Ele acabou se envolvendo de tal maneira com a tecnologia que, aos 17 anos, escreveu o Basic para o MITS Altair. Aos 18, abriu a Microsoft Corporation com um outro colega micreiro chamado Paul Allen. Hoje, Gates é considerado o homem mais rico do mundo, com uma fortuna acumulada em US$ 18 bilhões.
Muitos adolescentes brasileiros repetem hoje o que o dono da maior e mais famosa fornecedora de softwares para micros fez no passado. Eles passam dias inteiros na frente do micro, fuçando e xeretando tudo o que vêem pela frente.
O ritual de iniciação destes alucinados por tecnologia começa lá pelos 8 anos, idade em que eles se encantam por joguinhos de videogame ou CD-ROMs de estratégia e simulação de vôo. Com o tempo, partem para a busca desenfreada da programação. Eles têm sede de saber. Querem conhecer o que existe por trás de um game ou aplicativo. Querem entender como o aviãozinho da tela consegue se mexer de um lado para o outro.

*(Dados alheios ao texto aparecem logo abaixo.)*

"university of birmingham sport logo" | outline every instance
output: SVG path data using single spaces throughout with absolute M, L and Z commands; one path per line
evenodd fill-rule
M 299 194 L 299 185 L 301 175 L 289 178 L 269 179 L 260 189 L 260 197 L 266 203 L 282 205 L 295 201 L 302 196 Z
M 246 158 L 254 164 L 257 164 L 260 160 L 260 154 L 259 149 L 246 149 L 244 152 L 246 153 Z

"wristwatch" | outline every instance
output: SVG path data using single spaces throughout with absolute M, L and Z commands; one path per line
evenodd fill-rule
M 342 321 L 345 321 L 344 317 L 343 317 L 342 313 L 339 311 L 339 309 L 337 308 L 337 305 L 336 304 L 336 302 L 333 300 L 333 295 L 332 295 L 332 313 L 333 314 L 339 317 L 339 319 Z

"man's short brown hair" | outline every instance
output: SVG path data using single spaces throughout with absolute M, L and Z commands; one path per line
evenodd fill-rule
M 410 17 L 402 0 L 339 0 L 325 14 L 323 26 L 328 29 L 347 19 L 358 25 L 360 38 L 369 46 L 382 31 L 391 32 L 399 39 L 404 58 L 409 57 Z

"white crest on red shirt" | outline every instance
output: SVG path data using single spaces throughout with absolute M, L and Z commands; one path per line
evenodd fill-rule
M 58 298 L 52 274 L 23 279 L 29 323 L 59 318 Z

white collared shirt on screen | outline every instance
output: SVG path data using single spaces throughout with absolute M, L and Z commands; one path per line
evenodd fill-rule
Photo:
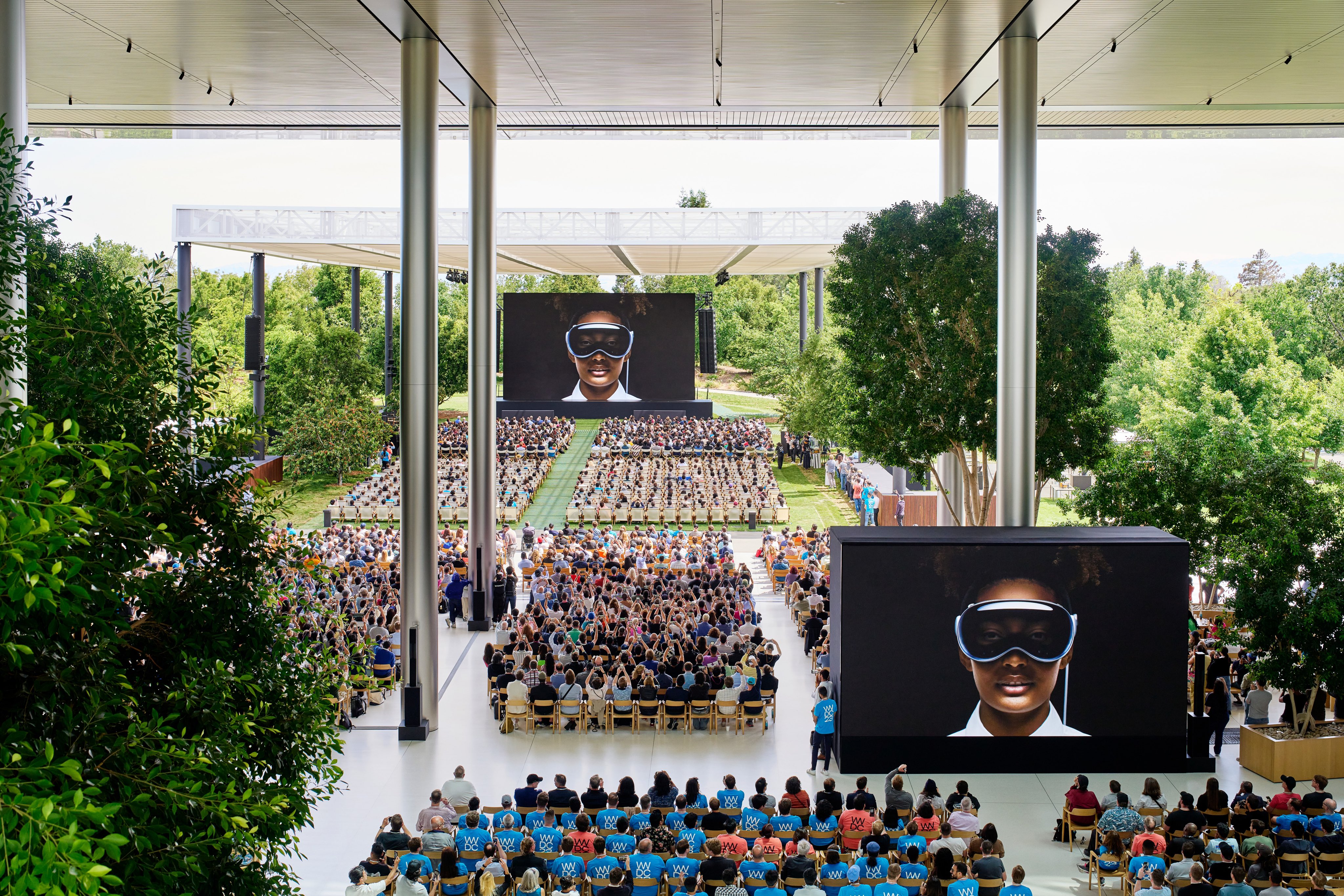
M 980 721 L 980 704 L 976 704 L 976 711 L 970 713 L 970 719 L 966 720 L 966 727 L 961 731 L 954 731 L 948 735 L 949 737 L 993 737 L 985 724 Z M 1040 723 L 1040 727 L 1031 732 L 1032 737 L 1090 737 L 1077 728 L 1070 728 L 1055 712 L 1055 704 L 1050 704 L 1050 715 L 1046 720 Z
M 562 402 L 591 402 L 593 399 L 590 399 L 587 395 L 585 395 L 582 392 L 582 390 L 581 390 L 582 386 L 583 386 L 583 380 L 579 380 L 578 383 L 575 383 L 574 384 L 574 391 L 570 392 L 570 396 L 569 398 L 563 398 L 560 400 Z M 617 383 L 616 384 L 616 391 L 612 392 L 612 398 L 609 398 L 606 400 L 607 402 L 638 402 L 640 399 L 637 399 L 633 395 L 630 395 L 629 392 L 626 392 L 625 387 L 621 386 L 620 383 Z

Resultado: aprendem rápido a lógica dos programas, montam e desmontam computadores com facilidade, fazem previsões para o futuro, navegam na Rede atrás de mais informações sobre hardware e software, ensinam pais e amigos a mexer no micro e, o melhor de tudo, ganham dinheiro. Alguns conseguem até emprego em famosas companhias da área. Outros vão mais longe e abrem uma empresa para desenvolver novas tecnologias.